= Consecutive controlled case series =

Type of clinical study

A consecutive controlled case series (CCCS) is a clinical study that involves aggregating multiple cases consecutively encountered wherein an experimentally controlled single-case experimental design was employed with each case. The CCCS design differs from the consecutive case series, because the latter reports on multiple cases where experimental control was not demonstrated, usually because a pre-post non experimental design was used. In contrast, a CCCS includes only cases where the intervention was evaluated using single-case experimental designs, such as a reversal design, where experimental control is demonstrated through the replication of treatment effects for each individual participant. Thus, the CCCS design has better internal validity than a consecutive case series. The CCCS design also address some concerns about the external validity or generality of findings of small-n single-case experimental design studies because it explicitly includes all cases encountered, regardless of outcome. By including all cases, any bias favoring a particular outcome in controlled for, resulting in stronger external validity relative to studies describing fewer cases that were not consecutively encountered. Moreover, when a large number of individuals are included in the series, this provides opportunities to identify variables that may predict treatment outcomes. Consecutive controlled case-series studies examining behavior analytic interventions of late have examined functional communication training. schedule thinning during functional communication training, and functional analysis and treatment using caregivers.

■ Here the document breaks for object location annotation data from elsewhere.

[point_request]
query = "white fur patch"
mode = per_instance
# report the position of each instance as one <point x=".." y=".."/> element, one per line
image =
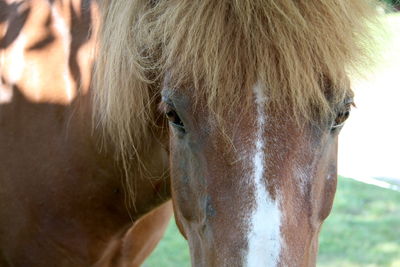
<point x="264" y="237"/>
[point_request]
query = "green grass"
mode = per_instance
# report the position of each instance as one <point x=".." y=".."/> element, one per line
<point x="362" y="230"/>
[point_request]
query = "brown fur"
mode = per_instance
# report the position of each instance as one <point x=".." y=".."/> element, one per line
<point x="221" y="49"/>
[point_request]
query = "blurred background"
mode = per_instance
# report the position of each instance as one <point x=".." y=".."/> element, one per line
<point x="364" y="226"/>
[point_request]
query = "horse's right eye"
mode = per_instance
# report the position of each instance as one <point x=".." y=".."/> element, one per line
<point x="342" y="115"/>
<point x="174" y="119"/>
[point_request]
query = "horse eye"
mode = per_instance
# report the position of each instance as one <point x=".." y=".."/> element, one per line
<point x="342" y="115"/>
<point x="174" y="119"/>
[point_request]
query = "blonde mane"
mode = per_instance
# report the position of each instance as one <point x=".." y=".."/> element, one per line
<point x="221" y="48"/>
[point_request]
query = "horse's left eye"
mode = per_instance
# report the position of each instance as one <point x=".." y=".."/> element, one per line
<point x="342" y="115"/>
<point x="174" y="119"/>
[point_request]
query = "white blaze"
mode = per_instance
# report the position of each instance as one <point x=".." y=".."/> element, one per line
<point x="264" y="236"/>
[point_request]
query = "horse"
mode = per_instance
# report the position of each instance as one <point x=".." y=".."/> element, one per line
<point x="231" y="109"/>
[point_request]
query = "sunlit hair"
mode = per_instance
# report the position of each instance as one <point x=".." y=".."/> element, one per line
<point x="221" y="48"/>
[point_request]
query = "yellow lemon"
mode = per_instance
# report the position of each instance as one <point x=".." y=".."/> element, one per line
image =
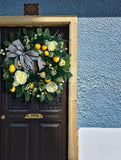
<point x="12" y="68"/>
<point x="37" y="46"/>
<point x="56" y="59"/>
<point x="13" y="89"/>
<point x="44" y="47"/>
<point x="31" y="85"/>
<point x="46" y="53"/>
<point x="47" y="80"/>
<point x="18" y="63"/>
<point x="62" y="62"/>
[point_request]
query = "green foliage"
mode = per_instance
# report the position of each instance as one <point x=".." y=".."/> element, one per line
<point x="52" y="70"/>
<point x="12" y="37"/>
<point x="27" y="96"/>
<point x="25" y="31"/>
<point x="6" y="43"/>
<point x="31" y="34"/>
<point x="39" y="31"/>
<point x="49" y="97"/>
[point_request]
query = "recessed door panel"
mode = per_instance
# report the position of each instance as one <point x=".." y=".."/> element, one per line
<point x="50" y="141"/>
<point x="33" y="139"/>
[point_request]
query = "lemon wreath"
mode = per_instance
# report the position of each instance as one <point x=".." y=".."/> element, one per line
<point x="35" y="65"/>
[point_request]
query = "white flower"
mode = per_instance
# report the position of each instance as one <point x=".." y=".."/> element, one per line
<point x="62" y="62"/>
<point x="52" y="45"/>
<point x="20" y="77"/>
<point x="51" y="87"/>
<point x="15" y="84"/>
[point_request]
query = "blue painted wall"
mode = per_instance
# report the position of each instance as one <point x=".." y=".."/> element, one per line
<point x="99" y="55"/>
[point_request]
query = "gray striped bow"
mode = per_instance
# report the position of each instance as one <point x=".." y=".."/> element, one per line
<point x="27" y="58"/>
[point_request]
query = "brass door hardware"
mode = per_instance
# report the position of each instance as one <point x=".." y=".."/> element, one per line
<point x="3" y="117"/>
<point x="33" y="116"/>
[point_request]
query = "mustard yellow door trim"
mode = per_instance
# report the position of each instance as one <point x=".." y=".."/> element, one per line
<point x="58" y="21"/>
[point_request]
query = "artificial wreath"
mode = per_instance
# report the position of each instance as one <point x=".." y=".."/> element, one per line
<point x="35" y="65"/>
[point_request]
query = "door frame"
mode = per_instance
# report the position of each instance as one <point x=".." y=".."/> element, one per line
<point x="72" y="99"/>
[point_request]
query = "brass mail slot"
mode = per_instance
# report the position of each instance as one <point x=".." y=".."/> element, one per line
<point x="33" y="116"/>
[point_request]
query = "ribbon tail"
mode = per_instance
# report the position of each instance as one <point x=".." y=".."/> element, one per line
<point x="10" y="55"/>
<point x="22" y="63"/>
<point x="32" y="53"/>
<point x="40" y="62"/>
<point x="29" y="62"/>
<point x="15" y="62"/>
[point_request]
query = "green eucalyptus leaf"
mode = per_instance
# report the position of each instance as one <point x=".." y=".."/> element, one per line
<point x="6" y="43"/>
<point x="49" y="97"/>
<point x="48" y="76"/>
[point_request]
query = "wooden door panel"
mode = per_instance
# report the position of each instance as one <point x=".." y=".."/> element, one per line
<point x="16" y="141"/>
<point x="19" y="141"/>
<point x="50" y="141"/>
<point x="22" y="139"/>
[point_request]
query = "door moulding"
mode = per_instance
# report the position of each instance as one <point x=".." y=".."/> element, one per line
<point x="72" y="100"/>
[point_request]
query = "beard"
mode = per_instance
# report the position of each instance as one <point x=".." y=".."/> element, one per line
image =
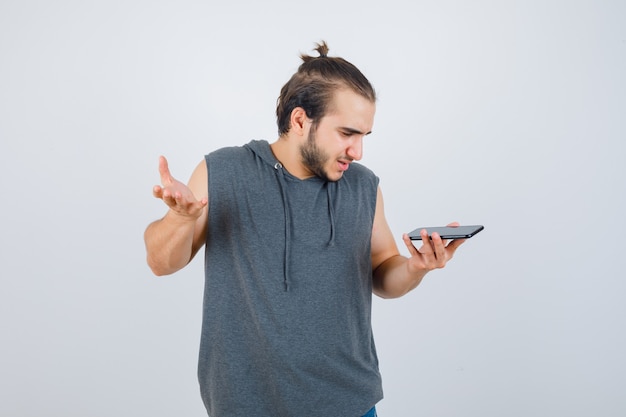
<point x="313" y="157"/>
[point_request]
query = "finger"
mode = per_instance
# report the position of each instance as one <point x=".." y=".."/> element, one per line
<point x="164" y="171"/>
<point x="454" y="245"/>
<point x="439" y="250"/>
<point x="409" y="244"/>
<point x="157" y="191"/>
<point x="426" y="247"/>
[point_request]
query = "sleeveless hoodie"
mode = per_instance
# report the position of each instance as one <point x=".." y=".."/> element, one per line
<point x="286" y="329"/>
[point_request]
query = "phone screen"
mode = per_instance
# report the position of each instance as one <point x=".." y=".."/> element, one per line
<point x="448" y="232"/>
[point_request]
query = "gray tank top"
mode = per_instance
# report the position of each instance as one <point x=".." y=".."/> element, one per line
<point x="286" y="327"/>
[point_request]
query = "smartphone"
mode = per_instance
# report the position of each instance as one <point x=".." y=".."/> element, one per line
<point x="448" y="232"/>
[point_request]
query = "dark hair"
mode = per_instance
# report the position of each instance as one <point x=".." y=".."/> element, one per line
<point x="313" y="85"/>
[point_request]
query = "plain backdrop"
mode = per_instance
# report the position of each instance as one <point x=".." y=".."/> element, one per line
<point x="509" y="114"/>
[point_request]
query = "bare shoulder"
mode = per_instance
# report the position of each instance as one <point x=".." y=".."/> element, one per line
<point x="198" y="182"/>
<point x="383" y="244"/>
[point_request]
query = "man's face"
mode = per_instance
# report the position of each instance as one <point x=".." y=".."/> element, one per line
<point x="337" y="140"/>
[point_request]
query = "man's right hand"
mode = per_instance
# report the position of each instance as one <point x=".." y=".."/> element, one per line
<point x="177" y="195"/>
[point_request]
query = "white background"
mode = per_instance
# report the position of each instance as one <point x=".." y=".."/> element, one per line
<point x="506" y="113"/>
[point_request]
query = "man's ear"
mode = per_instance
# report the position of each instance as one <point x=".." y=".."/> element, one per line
<point x="299" y="121"/>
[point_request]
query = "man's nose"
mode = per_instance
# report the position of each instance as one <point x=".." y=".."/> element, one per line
<point x="355" y="150"/>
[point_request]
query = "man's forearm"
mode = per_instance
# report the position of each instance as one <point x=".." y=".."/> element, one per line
<point x="392" y="279"/>
<point x="169" y="244"/>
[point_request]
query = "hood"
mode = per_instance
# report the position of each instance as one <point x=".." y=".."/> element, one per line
<point x="262" y="150"/>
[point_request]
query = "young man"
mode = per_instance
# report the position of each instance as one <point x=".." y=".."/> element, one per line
<point x="296" y="241"/>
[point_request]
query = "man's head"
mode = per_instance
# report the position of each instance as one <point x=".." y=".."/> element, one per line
<point x="313" y="86"/>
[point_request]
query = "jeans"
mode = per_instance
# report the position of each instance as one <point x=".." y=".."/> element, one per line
<point x="371" y="413"/>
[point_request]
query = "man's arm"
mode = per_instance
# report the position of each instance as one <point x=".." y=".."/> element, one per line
<point x="173" y="241"/>
<point x="394" y="274"/>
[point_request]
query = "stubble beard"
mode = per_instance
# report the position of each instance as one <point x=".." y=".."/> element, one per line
<point x="314" y="158"/>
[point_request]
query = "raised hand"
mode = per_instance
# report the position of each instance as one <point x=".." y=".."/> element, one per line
<point x="434" y="252"/>
<point x="177" y="195"/>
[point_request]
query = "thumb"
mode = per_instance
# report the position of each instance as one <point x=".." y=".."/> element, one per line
<point x="164" y="171"/>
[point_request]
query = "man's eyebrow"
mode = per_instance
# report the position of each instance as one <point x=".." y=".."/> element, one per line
<point x="354" y="131"/>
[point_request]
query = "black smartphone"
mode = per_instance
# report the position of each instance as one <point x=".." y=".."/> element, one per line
<point x="448" y="232"/>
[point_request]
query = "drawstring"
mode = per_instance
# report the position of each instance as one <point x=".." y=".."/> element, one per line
<point x="331" y="214"/>
<point x="281" y="179"/>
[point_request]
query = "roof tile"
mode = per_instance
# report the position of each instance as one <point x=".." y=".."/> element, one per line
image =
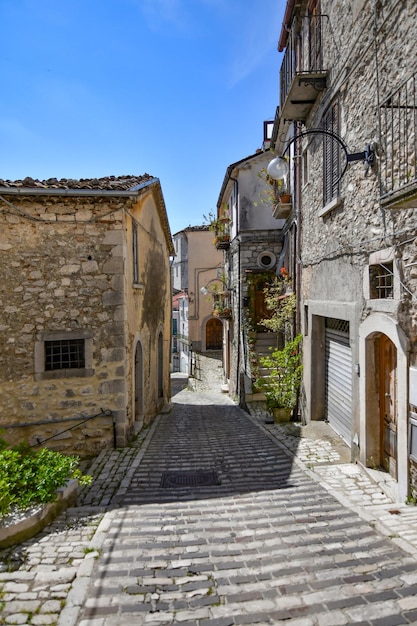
<point x="108" y="183"/>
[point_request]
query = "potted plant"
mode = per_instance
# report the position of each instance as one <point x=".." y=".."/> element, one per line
<point x="220" y="227"/>
<point x="282" y="384"/>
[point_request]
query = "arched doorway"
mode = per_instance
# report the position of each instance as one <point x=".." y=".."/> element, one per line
<point x="139" y="410"/>
<point x="214" y="334"/>
<point x="383" y="361"/>
<point x="388" y="405"/>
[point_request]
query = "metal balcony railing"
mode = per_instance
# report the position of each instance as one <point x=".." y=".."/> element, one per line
<point x="304" y="55"/>
<point x="398" y="123"/>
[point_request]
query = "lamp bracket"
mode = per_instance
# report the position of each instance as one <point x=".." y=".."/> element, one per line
<point x="368" y="155"/>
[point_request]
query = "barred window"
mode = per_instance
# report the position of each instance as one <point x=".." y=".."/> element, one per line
<point x="331" y="155"/>
<point x="64" y="354"/>
<point x="381" y="280"/>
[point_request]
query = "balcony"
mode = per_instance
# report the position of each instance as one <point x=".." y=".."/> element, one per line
<point x="302" y="74"/>
<point x="398" y="168"/>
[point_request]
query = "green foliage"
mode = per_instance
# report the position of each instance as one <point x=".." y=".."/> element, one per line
<point x="29" y="478"/>
<point x="285" y="372"/>
<point x="281" y="302"/>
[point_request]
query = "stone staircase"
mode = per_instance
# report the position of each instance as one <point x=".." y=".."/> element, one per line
<point x="263" y="344"/>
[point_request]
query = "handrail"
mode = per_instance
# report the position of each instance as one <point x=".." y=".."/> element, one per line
<point x="83" y="417"/>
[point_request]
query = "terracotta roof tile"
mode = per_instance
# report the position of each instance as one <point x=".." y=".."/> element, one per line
<point x="108" y="183"/>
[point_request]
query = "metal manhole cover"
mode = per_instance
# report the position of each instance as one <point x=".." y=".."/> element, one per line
<point x="190" y="478"/>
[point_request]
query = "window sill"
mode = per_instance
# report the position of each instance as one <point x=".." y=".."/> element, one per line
<point x="383" y="305"/>
<point x="65" y="373"/>
<point x="331" y="206"/>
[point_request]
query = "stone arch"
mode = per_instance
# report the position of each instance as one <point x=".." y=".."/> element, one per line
<point x="375" y="328"/>
<point x="212" y="334"/>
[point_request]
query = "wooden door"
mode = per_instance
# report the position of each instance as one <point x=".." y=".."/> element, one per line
<point x="214" y="334"/>
<point x="260" y="311"/>
<point x="388" y="404"/>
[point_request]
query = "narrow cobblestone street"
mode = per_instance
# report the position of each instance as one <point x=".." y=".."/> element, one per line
<point x="213" y="518"/>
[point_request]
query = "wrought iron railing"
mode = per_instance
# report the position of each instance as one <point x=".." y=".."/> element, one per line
<point x="398" y="123"/>
<point x="304" y="51"/>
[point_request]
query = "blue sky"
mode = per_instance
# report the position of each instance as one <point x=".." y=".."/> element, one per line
<point x="178" y="89"/>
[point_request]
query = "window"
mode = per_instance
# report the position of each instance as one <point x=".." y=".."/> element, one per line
<point x="381" y="281"/>
<point x="305" y="168"/>
<point x="331" y="155"/>
<point x="266" y="260"/>
<point x="135" y="252"/>
<point x="64" y="354"/>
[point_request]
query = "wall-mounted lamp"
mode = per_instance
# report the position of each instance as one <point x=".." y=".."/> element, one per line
<point x="278" y="168"/>
<point x="206" y="291"/>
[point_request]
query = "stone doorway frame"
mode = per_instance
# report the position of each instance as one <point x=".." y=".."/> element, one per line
<point x="370" y="330"/>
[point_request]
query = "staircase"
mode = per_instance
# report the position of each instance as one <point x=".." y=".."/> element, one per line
<point x="262" y="346"/>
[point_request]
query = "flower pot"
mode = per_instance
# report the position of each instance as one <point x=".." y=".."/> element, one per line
<point x="281" y="414"/>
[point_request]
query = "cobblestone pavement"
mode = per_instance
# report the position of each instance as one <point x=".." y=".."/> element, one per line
<point x="294" y="533"/>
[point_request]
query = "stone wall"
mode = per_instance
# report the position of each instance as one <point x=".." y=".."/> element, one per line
<point x="369" y="51"/>
<point x="63" y="262"/>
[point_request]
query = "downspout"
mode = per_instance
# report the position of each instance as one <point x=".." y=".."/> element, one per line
<point x="239" y="291"/>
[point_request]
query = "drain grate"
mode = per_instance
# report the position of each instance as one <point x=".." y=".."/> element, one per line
<point x="189" y="478"/>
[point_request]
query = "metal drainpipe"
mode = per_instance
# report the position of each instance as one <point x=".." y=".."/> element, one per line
<point x="239" y="299"/>
<point x="298" y="268"/>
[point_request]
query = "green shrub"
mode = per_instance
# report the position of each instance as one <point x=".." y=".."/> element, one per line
<point x="28" y="478"/>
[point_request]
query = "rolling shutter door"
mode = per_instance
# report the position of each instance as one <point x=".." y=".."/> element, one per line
<point x="338" y="410"/>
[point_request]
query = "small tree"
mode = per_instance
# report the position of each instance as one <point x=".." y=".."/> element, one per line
<point x="280" y="300"/>
<point x="282" y="384"/>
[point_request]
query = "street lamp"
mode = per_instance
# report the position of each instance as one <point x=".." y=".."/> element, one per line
<point x="278" y="168"/>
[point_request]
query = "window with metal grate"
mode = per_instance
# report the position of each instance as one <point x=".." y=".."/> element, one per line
<point x="381" y="281"/>
<point x="331" y="154"/>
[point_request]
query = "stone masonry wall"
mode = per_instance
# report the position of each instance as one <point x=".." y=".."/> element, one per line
<point x="64" y="272"/>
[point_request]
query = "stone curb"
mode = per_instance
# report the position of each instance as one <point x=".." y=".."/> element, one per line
<point x="30" y="526"/>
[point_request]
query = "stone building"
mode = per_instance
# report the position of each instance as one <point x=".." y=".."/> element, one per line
<point x="196" y="267"/>
<point x="85" y="322"/>
<point x="347" y="127"/>
<point x="252" y="256"/>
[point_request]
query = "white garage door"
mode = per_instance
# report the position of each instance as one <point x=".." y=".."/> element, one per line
<point x="339" y="378"/>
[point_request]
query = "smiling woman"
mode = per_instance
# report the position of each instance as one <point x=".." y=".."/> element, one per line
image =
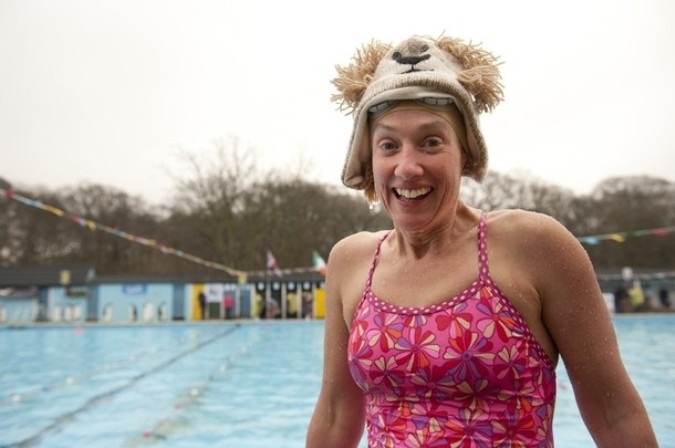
<point x="447" y="329"/>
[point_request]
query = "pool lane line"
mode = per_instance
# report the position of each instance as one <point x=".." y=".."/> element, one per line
<point x="70" y="380"/>
<point x="162" y="429"/>
<point x="58" y="421"/>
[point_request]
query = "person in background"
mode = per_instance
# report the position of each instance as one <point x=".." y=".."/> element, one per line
<point x="447" y="329"/>
<point x="664" y="298"/>
<point x="202" y="304"/>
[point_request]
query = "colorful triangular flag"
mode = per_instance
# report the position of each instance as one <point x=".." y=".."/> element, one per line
<point x="319" y="263"/>
<point x="272" y="263"/>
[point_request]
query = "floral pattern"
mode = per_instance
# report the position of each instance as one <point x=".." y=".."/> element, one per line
<point x="464" y="373"/>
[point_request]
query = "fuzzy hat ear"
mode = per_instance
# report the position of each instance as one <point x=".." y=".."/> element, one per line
<point x="480" y="75"/>
<point x="417" y="68"/>
<point x="353" y="79"/>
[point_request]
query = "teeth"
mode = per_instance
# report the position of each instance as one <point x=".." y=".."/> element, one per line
<point x="412" y="194"/>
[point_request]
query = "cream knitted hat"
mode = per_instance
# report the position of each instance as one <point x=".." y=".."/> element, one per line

As with any experimental design, the CCCS design has limitations. When the sample in the series is drawn from a particular clinic, there is the potential that that sample may not be representative of the broader population because of referral bias. One additional limitation of reporting on a series of cases receiving clinical treatment (as opposed to participants enrolled in a formal research protocol) is that there tend to be variations in how the treatment is applied across participants. This is particularly the case with behavioral interventions which are individualized, and continuously evaluated, and altered based on the individual’s response. An ideal middle ground would involve the use of treatment algorithms to structure how treatment components are sequenced while still preserving the response-guided approach that is the hallmark of good clinical practice in applied behavior.